Grâce à l’aide reçue, Warda a pu agrandir l’espace de son parc de 36 m² à 48 m², avec de nouveaux jeux, pour le plus grand bonheur des enfants de Médenine et de leurs familles.

 

VARIA, Fatma Ayachi

Fatma Ayachi a toujours été passionnée de cosmétiques et, poussée par la passion et l’ambition, elle a décidé en 2016 de créer sa propre ligne de produits : VARIA.

Avec peu de moyens à disposition, Fatma parvenait à produire peu de cosmétiques qu’elle essayait ensuite de vendre aux hammams et aux spas de Médenine, la région de la Tunisie où elle vit. La volonté de développer sa ligne de cosmétiques restait toutefois inchangée.

C’est pour cette raison que Helpcode a souhaité lui offrir une aide économique de 3 000 euros, qui lui a permis d’obtenir les matières premières dont elle avait besoin pour augmenter la production de ses cosmétiques. Fatma nous a raconté être déjà entrée en contact avec plusieurs grossistes de Médenine et d’œuvrer pour étendre son activité à la région tunisienne de Tataouine.

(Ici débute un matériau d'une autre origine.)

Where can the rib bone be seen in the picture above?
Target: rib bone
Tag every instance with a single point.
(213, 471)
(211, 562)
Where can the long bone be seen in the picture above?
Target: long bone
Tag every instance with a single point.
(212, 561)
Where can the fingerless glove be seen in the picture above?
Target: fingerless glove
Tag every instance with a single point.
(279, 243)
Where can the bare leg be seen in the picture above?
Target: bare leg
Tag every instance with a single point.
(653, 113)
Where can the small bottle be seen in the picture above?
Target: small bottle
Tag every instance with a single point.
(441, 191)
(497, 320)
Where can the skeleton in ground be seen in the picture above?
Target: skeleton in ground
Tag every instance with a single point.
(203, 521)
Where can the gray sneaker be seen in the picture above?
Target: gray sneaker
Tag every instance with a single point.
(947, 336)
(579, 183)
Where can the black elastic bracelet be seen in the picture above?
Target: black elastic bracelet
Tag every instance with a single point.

« N’attendez pas que le gouvernement vous propose un travail » – tel est le message de Fatma à tous les jeunes Tunisiens. « Créez votre projet et le succès arrivera. »

 

Adouani For Sewing, Aya Adouani

Aya Adouani a seulement 19 ans, mais elle est déjà entrepreneure. À en juger uniquement par ses notes à l’école, souvent basses, il était difficile de prévoir un avenir à succès, mais, c’est elle-même qui le dit, les études n’ont jamais été son point fort. Son intérêt a été suscité par les activités qu’elle exerçait depuis sa plus tendre enfance : la broderie et la couture. À ses yeux, il était donc plus naturel de suivre un cours professionnel pour faire de sa passion un métier.

À l’issue du parcours d’apprentissage, Aya a créé son entreprise, Adouani For Sewing, mais elle ne disposait pas de suffisamment de ressources pour s’acheter une machine à coudre à la hauteur de ses capacités. Helpcode a décidé de la soutenir, en l’aidant à acquérir une machine professionnelle pour coudre et broder, un mannequin en mousse, des ciseaux et une table de coupe pour tissus.

Aya prouve que l’éducation et la formation sont toujours importantes. Même lorsqu’on ne se sent pas doués pour les parcours d’éducation classique, il suffit de découvrir sa passion et de la cultiver pour connaître le succès.